Effective climate change mitigation through cover cropping and integrated fertilization: A global warming potential assessment from a 10-year field experiment

Abstract

Abstract In this study, field-specific data was collected from a 10-year experiment in central Spain in which vetch (Vicia sp. L.) and barley (Hordeum vulgare L.) were established as cover crops and compared to the traditional fall-winter fallow between two irrigated cash crops, maize (Zea mays L.) and sunflower (Helianthus annuus L.). The global warming potential (GWP) balance included direct and indirect (nitrous oxide (N2O) resulting from the deposition of ammonia (NH3) or from leached nitrate (NO3−)) soil greenhouse gas (GHG) emissions, changes in soil organic carbon (SOC) and albedo, and carbon dioxide equivalent (CO2eq) emissions from inputs, irrigation and farm operations. Several scenarios involving i) changes in the termination method of the cover crops, ii) consideration of the application of a distinct nitrogen (N) source (urea, slurry or manure instead of ammonium nitrate) or nitrification inhibitors, iii) employing the same N rate for all treatments (i.e., conventional instead of integrated fertilization), iv) modelling SOC accumulation over a 100-year horizon, and v) using default emission factors, were also analysed. Under the conditions of our experiment, cover crops mitigated yield-scaled emissions by 77.4% (barley) and 91.9% (vetch). Synthetic N fertilization (particularly the industrial production of fertilizer) contributed 38% to the balance of the cover cropping treatments, followed by SOC (22.5%), irrigation (14.7%) and albedo (14.5%).
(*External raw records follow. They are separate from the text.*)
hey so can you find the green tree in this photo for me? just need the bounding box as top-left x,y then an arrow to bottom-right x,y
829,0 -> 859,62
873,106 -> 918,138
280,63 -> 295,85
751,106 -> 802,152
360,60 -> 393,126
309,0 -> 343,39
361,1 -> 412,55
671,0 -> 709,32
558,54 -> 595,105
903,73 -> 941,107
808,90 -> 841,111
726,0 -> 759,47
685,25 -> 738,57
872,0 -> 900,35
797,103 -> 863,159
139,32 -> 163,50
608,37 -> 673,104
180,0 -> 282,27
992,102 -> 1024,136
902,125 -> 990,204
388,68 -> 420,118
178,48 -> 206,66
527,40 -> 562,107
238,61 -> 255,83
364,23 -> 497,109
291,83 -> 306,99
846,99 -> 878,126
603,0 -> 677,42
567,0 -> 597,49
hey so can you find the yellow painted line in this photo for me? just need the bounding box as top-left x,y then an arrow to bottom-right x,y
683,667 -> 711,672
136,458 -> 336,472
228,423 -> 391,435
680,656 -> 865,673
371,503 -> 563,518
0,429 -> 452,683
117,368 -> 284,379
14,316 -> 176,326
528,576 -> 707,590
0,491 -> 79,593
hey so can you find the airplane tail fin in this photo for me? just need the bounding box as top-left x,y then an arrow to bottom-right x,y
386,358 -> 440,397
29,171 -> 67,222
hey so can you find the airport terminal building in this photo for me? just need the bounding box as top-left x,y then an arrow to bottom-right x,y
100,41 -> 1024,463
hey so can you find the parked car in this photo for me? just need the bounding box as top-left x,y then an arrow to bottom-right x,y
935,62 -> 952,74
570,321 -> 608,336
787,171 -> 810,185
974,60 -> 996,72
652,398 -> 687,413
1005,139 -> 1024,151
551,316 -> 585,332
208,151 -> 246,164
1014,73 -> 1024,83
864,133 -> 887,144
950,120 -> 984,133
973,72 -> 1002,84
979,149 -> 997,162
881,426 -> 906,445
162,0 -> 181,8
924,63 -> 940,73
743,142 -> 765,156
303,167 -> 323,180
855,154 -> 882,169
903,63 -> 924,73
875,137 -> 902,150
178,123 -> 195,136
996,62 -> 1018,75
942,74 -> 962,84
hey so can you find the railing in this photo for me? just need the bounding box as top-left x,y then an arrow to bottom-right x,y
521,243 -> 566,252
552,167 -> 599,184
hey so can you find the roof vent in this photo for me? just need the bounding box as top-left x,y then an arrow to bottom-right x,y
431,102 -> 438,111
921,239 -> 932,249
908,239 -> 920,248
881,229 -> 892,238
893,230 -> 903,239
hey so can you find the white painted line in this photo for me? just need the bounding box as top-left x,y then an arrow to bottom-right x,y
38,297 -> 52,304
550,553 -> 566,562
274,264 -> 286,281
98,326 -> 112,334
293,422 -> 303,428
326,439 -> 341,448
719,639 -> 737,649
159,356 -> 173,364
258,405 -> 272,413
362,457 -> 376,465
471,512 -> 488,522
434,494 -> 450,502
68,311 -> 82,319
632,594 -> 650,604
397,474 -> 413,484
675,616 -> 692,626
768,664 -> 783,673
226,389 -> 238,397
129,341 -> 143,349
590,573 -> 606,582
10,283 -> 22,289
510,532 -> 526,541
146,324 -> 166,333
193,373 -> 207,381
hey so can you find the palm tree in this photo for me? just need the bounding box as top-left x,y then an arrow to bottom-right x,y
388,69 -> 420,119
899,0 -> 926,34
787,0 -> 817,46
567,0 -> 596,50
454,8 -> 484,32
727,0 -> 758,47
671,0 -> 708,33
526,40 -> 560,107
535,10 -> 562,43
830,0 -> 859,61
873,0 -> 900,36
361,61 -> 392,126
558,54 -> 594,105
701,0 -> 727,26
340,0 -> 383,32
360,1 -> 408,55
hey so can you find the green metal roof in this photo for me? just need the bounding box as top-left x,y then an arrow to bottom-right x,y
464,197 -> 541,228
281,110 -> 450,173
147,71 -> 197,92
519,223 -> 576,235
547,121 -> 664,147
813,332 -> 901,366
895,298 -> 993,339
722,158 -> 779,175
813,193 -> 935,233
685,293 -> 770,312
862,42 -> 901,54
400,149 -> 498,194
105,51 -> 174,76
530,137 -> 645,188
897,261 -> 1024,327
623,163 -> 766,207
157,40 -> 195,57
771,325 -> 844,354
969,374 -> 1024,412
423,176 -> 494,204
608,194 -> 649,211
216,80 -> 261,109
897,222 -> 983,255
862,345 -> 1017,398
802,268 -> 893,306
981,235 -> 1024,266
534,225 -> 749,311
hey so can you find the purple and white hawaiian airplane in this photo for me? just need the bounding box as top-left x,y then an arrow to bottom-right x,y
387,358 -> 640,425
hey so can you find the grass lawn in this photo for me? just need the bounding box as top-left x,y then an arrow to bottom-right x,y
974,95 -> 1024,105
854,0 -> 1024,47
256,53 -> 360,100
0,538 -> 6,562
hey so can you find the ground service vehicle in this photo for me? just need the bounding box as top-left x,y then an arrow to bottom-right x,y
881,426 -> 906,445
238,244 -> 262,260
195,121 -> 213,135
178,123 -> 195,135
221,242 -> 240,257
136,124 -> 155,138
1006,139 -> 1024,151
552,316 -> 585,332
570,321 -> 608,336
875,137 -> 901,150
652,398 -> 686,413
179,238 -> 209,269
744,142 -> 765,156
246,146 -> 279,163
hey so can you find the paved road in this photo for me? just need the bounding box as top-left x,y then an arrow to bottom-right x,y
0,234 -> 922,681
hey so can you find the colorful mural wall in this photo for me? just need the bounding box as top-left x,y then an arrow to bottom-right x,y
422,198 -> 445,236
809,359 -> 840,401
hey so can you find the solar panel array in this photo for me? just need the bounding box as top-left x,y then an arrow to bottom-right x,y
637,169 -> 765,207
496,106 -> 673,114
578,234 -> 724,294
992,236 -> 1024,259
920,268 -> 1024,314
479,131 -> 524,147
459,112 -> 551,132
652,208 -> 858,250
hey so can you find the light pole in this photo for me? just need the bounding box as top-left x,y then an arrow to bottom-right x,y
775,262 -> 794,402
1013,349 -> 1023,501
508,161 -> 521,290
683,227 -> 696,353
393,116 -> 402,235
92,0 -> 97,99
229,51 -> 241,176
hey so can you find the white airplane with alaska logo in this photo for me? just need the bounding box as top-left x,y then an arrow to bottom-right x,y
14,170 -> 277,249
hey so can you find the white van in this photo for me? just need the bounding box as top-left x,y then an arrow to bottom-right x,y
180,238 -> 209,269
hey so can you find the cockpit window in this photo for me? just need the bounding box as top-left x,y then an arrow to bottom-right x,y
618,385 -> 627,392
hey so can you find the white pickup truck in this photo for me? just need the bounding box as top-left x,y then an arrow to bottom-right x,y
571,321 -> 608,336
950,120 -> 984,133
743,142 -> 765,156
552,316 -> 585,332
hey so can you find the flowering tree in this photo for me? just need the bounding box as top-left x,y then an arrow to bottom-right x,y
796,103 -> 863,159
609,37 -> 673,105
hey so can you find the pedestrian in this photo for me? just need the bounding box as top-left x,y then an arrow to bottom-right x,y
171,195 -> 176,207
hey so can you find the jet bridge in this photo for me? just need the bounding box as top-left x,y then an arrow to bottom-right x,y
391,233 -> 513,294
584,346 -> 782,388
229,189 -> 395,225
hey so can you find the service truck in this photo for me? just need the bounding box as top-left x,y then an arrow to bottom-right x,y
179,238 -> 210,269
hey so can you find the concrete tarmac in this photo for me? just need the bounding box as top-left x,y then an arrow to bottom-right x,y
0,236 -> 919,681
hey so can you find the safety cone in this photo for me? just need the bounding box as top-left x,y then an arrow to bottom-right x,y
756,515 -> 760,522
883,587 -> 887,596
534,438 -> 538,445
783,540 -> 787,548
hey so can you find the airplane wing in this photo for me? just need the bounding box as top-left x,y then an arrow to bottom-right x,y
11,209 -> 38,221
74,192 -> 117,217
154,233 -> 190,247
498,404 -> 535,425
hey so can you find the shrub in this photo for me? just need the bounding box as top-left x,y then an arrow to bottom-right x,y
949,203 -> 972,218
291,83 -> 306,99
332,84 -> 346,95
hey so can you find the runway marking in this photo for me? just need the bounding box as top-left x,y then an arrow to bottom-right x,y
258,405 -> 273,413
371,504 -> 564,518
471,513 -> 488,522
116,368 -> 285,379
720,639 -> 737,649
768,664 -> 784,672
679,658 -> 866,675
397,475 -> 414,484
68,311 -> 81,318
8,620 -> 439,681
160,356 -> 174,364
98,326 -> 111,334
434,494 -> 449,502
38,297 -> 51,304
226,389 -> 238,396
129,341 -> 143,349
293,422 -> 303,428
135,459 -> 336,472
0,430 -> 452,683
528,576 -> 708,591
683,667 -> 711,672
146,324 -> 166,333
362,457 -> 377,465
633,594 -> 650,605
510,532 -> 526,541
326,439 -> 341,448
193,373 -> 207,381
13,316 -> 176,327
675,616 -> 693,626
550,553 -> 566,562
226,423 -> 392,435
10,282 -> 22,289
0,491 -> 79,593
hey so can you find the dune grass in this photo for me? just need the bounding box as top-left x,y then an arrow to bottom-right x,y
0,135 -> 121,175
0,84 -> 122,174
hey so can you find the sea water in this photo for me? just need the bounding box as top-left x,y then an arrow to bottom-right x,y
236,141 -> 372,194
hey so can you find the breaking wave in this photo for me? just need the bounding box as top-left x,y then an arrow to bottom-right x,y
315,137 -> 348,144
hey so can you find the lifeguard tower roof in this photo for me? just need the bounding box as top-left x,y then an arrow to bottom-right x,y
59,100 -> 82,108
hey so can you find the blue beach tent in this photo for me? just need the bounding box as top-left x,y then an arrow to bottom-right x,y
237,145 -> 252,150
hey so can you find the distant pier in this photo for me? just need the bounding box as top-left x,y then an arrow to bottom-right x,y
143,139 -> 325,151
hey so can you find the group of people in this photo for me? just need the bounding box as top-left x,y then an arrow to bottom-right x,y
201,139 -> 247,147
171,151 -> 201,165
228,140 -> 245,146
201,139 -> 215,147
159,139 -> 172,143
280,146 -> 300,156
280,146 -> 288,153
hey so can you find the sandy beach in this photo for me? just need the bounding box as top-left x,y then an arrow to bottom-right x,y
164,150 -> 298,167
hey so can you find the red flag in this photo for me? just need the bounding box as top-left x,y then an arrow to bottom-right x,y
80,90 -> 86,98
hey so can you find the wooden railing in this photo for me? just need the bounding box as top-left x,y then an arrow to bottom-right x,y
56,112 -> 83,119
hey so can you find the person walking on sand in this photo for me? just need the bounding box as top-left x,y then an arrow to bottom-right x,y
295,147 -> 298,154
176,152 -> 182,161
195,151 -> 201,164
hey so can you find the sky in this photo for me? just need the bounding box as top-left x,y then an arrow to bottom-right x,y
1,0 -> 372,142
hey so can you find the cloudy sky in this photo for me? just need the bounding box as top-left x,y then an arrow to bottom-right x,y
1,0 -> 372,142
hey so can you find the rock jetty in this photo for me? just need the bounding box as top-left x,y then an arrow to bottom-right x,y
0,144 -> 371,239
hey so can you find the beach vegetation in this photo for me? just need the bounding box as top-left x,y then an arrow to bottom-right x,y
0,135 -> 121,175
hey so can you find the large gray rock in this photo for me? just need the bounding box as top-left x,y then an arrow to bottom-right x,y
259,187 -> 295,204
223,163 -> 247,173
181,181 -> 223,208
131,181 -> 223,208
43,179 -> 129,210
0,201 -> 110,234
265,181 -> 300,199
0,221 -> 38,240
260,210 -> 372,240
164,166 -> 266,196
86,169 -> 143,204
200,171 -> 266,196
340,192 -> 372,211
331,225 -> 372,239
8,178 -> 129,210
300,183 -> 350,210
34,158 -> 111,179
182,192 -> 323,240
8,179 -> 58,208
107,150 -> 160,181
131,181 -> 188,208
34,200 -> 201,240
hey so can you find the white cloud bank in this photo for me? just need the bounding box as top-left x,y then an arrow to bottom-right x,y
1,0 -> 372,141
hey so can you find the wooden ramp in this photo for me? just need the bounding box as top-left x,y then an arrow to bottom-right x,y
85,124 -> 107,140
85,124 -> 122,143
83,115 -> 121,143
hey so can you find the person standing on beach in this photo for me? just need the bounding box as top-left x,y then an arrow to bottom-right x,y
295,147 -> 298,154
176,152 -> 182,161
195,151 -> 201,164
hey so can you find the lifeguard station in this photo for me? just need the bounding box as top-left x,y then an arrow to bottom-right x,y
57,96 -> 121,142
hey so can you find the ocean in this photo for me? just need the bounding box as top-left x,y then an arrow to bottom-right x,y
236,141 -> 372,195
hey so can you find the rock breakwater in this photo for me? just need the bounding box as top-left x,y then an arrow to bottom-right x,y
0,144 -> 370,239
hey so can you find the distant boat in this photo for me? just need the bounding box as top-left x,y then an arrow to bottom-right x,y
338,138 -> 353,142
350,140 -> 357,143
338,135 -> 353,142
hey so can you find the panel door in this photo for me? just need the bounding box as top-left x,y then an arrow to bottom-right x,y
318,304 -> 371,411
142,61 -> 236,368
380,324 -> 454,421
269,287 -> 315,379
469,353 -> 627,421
All scenarios led to notable mitigation efficacies, ranging from 39% mitigation (in barley when considering default or non-specific emission factors) to a net CO2eq sink (i.e., >100% mitigation) in the scenario consisting of the replacement of ammonium nitrate by urea or organic fertilizers although with side effects on NH3 volatilization and/or yields. Based on these results, the combined use of cover cropping and integrated soil fertility management could lead to the design of C-neutral irrigated cropping systems in semi-arid regions.